Into the pressure cooker

Bring to pressure reduce heat, 7 min done

I cook it every other day for the hound from hell, cook his chicken first also in the pressure cooker

Drain remove the fat and use the liquid to cook his rice

He is looking good

Aldra


----------



## pippin (Nov 15, 2007)

Ah yes - BROWN rice - the stuff that tastes and feels like wood-chips!


----------



## aldra (Jul 2, 2009)

It doesn't 

Would work with white

But brown is richer and nuttier

We eat it as well as the hound

Try it

Aldra


----------



## wp1234 (Sep 29, 2009)

Couple of cups of rice topped with boiling water from the kettle 5 mins in the microwave ... Bingo


----------



## rosalan (Aug 24, 2009)

pippin said:


> Ah yes - BROWN rice - the stuff that tastes and feels like wood-chips!


We have it on the walls in every room. Feels ok to me.

Alan


----------



## Harrers (Dec 21, 2011)

I bought a rice cooker in Asda for £9.99 and then decided to keep it in the mh where I was very pleased to see that it works off the inverter.

Decided to get another for home but the cheapest I could find was the same model branded slightly differently from Asda for £16!


----------



## daffodil (Aug 7, 2014)

I would never eat WARM rice it must be piping hot :wink:


----------



## pippin (Nov 15, 2007)

Quite right.

Rice kept warm for an extended period can develop nasties.


----------



## daffodil (Aug 7, 2014)

pippin said:


> Quite right.
> 
> Rice kept warm for an extended period can develop nasties.


There is only badly cooked chicken that can cause more outbreaks of salmonella etc then badly treated Rice, and rewarmed Rice is a definite NO NO,as is warm rice, it must be HOT, HOT, HOT, or stone COLD , :wink:

Anyway why all these so called labor saving GADGETS

The rice ratio is, 1cup of rice 3 to 4 cups water put in pan, bring to the boil until rice has absorbed the liquid, Bobs your uncle delicious rice

SIMPLES :lol: :lol: :lol: :lol:


----------



## wobby (May 1, 2005)

The NHS. state that if you cook rice then chill it, keep it in the fridge the reheat to piping hot it's OK. However it shouldn't be kept for more than 24 hours and shouldn't be reheated more than once. 

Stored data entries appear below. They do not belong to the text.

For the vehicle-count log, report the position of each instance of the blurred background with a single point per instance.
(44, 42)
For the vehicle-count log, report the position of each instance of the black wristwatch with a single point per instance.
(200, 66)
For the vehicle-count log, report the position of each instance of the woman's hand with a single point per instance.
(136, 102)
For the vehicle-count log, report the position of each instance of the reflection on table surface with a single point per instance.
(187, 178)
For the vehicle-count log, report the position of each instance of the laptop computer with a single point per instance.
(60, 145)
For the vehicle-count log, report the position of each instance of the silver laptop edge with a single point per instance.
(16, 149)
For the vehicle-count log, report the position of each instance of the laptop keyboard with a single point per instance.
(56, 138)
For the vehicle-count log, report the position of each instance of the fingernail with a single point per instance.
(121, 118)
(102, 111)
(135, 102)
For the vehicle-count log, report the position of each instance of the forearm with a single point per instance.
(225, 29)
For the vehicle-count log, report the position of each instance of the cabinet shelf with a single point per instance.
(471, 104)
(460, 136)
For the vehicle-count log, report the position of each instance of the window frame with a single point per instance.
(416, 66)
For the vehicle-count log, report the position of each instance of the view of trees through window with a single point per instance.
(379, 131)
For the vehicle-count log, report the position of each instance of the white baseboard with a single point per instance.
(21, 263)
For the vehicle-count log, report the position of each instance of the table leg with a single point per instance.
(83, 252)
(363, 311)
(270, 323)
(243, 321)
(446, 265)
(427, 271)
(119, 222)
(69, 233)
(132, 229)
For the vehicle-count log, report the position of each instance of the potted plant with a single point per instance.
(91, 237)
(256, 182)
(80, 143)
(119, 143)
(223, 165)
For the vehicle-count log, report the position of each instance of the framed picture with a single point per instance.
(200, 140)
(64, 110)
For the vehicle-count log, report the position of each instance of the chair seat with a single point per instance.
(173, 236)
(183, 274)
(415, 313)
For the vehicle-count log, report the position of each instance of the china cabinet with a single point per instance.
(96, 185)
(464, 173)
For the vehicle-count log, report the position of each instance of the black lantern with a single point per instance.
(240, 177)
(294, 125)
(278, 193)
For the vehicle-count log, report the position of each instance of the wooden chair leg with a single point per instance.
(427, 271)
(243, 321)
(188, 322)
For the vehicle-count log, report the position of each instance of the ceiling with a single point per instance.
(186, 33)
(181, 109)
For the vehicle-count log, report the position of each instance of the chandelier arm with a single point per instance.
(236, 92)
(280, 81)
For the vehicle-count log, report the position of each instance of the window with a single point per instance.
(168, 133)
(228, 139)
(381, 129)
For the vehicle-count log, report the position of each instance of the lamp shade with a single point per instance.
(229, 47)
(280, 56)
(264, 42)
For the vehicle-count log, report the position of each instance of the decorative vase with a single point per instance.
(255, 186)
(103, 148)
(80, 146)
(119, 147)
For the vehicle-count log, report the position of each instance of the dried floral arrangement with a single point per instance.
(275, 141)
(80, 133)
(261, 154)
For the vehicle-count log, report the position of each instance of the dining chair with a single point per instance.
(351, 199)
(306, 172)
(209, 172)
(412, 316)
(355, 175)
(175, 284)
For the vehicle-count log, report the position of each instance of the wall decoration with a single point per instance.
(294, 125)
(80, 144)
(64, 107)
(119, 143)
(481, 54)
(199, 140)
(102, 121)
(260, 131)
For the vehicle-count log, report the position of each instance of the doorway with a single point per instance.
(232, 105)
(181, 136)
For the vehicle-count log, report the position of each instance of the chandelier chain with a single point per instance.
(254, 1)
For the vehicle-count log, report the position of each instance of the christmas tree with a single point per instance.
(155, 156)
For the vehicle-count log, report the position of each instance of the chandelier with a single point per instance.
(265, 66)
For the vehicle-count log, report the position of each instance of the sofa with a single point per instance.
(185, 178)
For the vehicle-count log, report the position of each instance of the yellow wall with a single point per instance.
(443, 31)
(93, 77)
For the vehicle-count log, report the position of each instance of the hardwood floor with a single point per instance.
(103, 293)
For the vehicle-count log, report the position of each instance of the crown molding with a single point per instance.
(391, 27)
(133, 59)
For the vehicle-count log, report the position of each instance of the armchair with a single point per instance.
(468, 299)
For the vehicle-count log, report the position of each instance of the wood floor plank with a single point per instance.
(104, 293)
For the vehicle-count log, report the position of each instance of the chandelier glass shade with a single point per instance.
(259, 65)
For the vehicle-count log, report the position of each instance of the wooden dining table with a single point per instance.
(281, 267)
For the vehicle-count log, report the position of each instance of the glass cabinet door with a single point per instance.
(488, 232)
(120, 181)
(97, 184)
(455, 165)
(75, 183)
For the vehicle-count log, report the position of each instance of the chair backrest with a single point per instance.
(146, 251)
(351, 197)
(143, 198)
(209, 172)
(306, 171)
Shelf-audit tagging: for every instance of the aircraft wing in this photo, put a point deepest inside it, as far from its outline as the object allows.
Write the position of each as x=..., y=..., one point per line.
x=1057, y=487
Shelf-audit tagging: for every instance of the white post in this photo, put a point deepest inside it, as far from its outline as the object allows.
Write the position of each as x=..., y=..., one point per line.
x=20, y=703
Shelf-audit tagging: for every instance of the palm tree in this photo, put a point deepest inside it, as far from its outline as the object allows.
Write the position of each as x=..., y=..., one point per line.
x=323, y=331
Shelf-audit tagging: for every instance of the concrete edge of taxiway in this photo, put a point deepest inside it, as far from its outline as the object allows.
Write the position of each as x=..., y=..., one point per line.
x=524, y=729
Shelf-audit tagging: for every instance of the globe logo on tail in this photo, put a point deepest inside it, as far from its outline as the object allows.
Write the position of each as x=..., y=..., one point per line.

Take away rice, I certainly wouldn't keep as you never know how long it's been kept for.

Wobby


----------



## Zebedee (Oct 3, 2007)

Slightly off topic, but both rice and pasta are classic carbohydrates.

I'm not sure if the following is applicable to rice, but in principle it sounds like it might be??????

http://www.bbc.co.uk/news/magazine-29629761

Dave


----------



## aldra (Jul 2, 2009)

Every thing can develope nasties

As time goes on more and more do

So how are we still alive???

In our time

No sell by dates

Ate eggs every day

It's what you did

Are the new generation lacking in something ??

Possibally more easily conned??
Aldra


----------